Medical marijuana initiative clears early legal hurdles
April 21, 2004
Allison Farrell, The Missoulan
HELENA - Advocates for the medical use of marijuana will begin collecting signatures across Montana next week on petitions seeking to place the issue on the November ballot.Both the secretary of state and the attorney general ruled this week that Montana's marijuana initiative, dubbed Initiative 148, meets legal muster.
Advocates must collect a minimum of 20,510 signatures from qualified voters, including signatures from 5 percent of voters in at least 28 of Montana's 56 counties by June 18 before the initiative can be placed on the ballot.
State lawmakers killed a similar measure seeking legalization of medical use of marijuana during the 2003 session.
Eight states - Hawaii, Alaska, Oregon, Washington, California, Nevada, Colorado and Maine - have adopted laws allowing chronically ill patients to possess, use and grow marijuana for medical purposes if they have a doctor's recommendation.
Last year, Maryland reduced the penalties for chronically ill people caught with medical marijuana, and Arizona adopted a law permitting the use of medical marijuana with a doctor's prescription.
The Marijuana Policy Project, headquartered in Washington D.C., is pushing the measure in Montan. Paul Befumo, a University of Montana Law School graduate and Missoula estate planner, is heading the campaign here.
'The initiative is about simple compassion and common sense,' Befumo said in a phone interview Wednesday. 'People fighting AIDS or cancer shouldn't suffer when marijuana can provide relief.'
Befumo, who watched his cancer-stricken father die a painful death, said the medical use of marijuana could have helped his father keep food down. Instead, chemotherapy made Befumo's father constantly nauseous, and he died weighing less than 150 pounds.
'I am almost 100 percent sure it would have made his life better, even if he died at the same time,' Befumo said. 'He wouldn't have suffered as much.'
If the Montana marijuana initiative is passed by a simple majority of voters, then patients under medical supervision could use marijuana to alleviate the symptoms of several specific conditions including cancer, glaucoma, HIV/AIDS or other conditions or treatments that produce wasting, severe or chronic pain, severe nausea, seizures, severe muscle spasms or other conditions as defined by the state.
Additionally, a patient or a patient's caregiver could register to grow and possess limited amounts of marijuana by submitting to the state written certification from a physician documenting a debilitating medical condition that would benefit from marijuana use.
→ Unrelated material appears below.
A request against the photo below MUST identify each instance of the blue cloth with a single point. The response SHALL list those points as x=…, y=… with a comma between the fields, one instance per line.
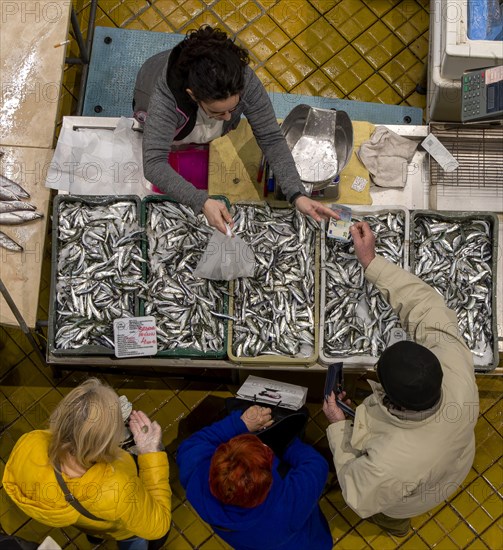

Befumo said volunteers and professional signature collectors will begin soliciting signatures for the petition next week. County election officials must receive signed initiative petitions by June 18. Election officials then have until July 16 to verify the authenticity of petition signatures and file them with the secretary of state's office.
The communications director for the national Marijuana Policy Project said people - more so than lawmakers - approve of the medical use of marijuana.
'The public is consistently in support of allowing seriously ill people to use medical marijuana,' Bruce Mirken said from his San Francisco office Wednesday. 'What we have, frankly, is a small group of drug war fanatics in Washington, D.C., who are just absolutely dug into an ideological position. They refuse to look at the science or the simple common sense.'
If passed, Initiative 148 would be effective upon voter approval.